Headquarters Department Op The Gulp,
Nineteenth Army Corps,
New Orleans, Aug. 16, 1863.
I believe I may be said literally to have fought my way to
the Gulf. At all events, I find myself at New Orleans after many trials. The
lower Mississippi is to me very beautiful scenery. You can have no conception
of the nature of the grounds, the houses, improvements, general appearances of
the country from anything you read. I was certainly interested and charmed. The
city of New Orleans is familiar from description. I feel almost as if I had
been here before. General Banks occupies one of the most beautiful residences
in the most beautiful locality. I am sojourning with him. I left my horses and
servants at Vicksburg, but the General has placed a carriage at my command. His
establishment is elegant and thoroughly appointed. The St. Charles Hotel, the
shell road to the lake, the levee, and the French portion are the most
noticeable features. All these I have pretty thoroughly investigated. The
streets are perfectly clean, the police system above compare, everybody here is
on their best behavior. Two years in the woods among the toads and snakes has
made me unfamiliar with city life and all sights and sounds are strange to me.

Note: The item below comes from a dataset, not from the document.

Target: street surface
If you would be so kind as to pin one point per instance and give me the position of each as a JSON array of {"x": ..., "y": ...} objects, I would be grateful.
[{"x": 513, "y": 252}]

Memphis is a mere village as compared to New Orleans, and Vicksburg and Natchez
mere suburban towns. But I only weary you with vague recital of my own
impressions. As new and strange scenes greet my eye, I long for the power to
communicate with those I love and make them in some degree sharers in my own
emotions. Upon the steamer's deck, in the whirl of life, the rapid transition
from the camp to what in democratic America may be called the court, in all the
varied scenes of my stirring life, kaleidoscopic in its changes, I think of
home, or the dear group that makes my home. Shall I ever see any of you again?
I seem impelled by some strange destiny forward, always a little in advance of
the army. There are important movements in contemplation. Soon you will hear of
them.
Everybody here, out of the army, is “Secesh.” This of
course. We must conquer this people, wrest the power of the government from
their grasp, prevent their ever regaining power, and meanwhile treat them
kindly. Extermination, annihilation is out of the question. Oppression will
react.
The women are strangely hostile. There is no difference
among them. From the borders of Tennessee to the Gulf they are all alike — in
country, town, or city, but one feeling, rebellious, coupled with an antipathy
to Northern men inconceivable, indescribable. They are herded now within a
narrow compass, driven, hedged in, almost girdled by a circle of fire. Georgia
and Alabama are full of them. When Charleston and Mobile fall, I do not know
where they will find refuge. As their men disappear, however, there will be a
commingling of races and perhaps the nation regenerated. A long and bloody war
is still before us. A united North would finish it in a month. Their strange,
perverse insanity, their want of unity, prolongs the struggle. But God in his
own good time. The nation is being bathed in fire and blood. Five years more of
war will purge, the viler material will have passed away, then twenty-five
years more and the people may again hope.